The truth is that there needs to be a commitment by policymakers to an all-of-the-above workforce development strategy where workers and employers have freedom to choose the best way to provide value and rebuild America.

ABC, its 69 chapters and its 21,000+ members are doing their part to educate craft and management professionals using innovative and flexible learning models like just-in-time task training, competency-based progression, work-based learning and government registered apprenticeships to build a safe, skilled and productive workforce.

The reality is workforce development as a whole suffers when union-only and/or government-registered apprenticeship requirements are included in contract solicitations for taxpayer-funded public works construction projects.

Survey Shows Widespread Opposition to Government-Mandated Project Labor Agreements.

In addition, 98% of survey respondents said they were less likely to bid on a taxpayer-funded construction contract if the bid specifications required the winning firm to sign a PLA with labor unions, and 97% of survey respondents said a construction contract that required a PLA would be more expensive compared to a contract procured via free and open competition.

A clear majority of the more than 500 survey respondents affirmed that government-mandated PLAs are  anti-competitive and discourage quality contractors and the 87.2 percent of U.S. construction workers who choose to not join a union from bidding and working on projects in their own communities, paid for by their own tax dollars. In fact, 97% of survey respondents said a PLA would result in worse local hiring outcomes for a project.

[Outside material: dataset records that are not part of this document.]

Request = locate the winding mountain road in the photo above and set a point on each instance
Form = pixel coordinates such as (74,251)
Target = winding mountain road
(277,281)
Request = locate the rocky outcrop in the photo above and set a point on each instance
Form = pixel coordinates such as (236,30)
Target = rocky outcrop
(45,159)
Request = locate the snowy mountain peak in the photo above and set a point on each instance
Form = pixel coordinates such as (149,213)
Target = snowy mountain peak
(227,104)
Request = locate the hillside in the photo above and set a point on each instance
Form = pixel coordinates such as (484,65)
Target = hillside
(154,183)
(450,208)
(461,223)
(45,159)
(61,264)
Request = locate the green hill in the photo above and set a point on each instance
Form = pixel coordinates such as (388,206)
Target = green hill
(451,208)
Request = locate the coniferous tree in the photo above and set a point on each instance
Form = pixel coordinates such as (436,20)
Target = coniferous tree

In addition, almost 90% of respondents agreed that a PLA would decrease the hiring of women, veteran and disadvantaged business enterprises and construction workers, which have traditionally been unaffiliated with labor unions.

Currently, 24 states have adopted legislation or executive orders to ensure fair and open competition on state and local taxpayer-funded construction projects by restricting government-mandated PLAs and PLA preferences.

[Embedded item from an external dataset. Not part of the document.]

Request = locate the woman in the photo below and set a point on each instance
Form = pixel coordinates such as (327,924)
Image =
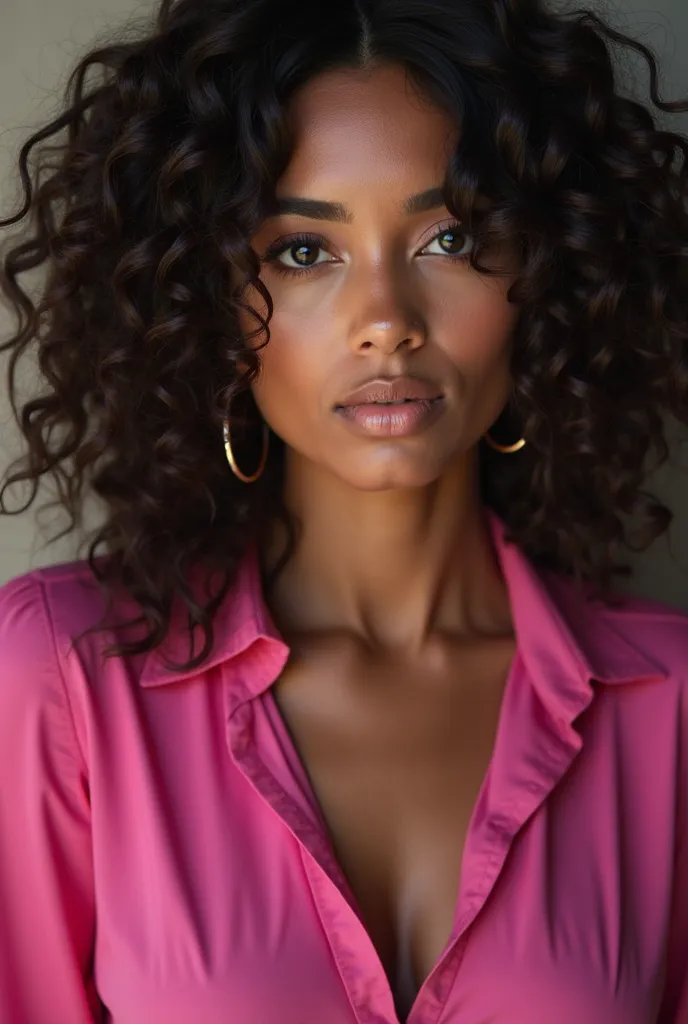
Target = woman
(428,765)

In February 2009, President Obama signed Executive Order 13502, which encourages federal agencies to mandate PLAs on large-scale federal construction projects exceeding $25 million in total value on a case-by-case basis, and permits states and localities to mandate PLAs on federally assisted projects. ABC has continually advocated to rescind the Obama-era policy and supports measures ensuring fair and open competition on federal and federally assisted construction projects that help taxpayers get the best possible product at the best possible price.

“It would be a real win-win for taxpayers and the U.S. economy if Congress and the Trump administration would create an inclusive policy so all Americans and all qualified companies can fairly compete to rebuild America’s infrastructure,” said ABC Vice President of Regulatory, Labor and State Affairs Ben Brubeck. “This common-sense reform would create a level playing field in the procurement of government construction contracts, increase competition, curb construction costs, help small businesses grow and improve America’s infrastructure.”

Note: Portions of this article have been republished from the January 30, 2019, edition of ABC Newsline. ABC has conducted similar membership surveys and most recently published results on member opinions towards government-mandated project labor agreements in October 2013.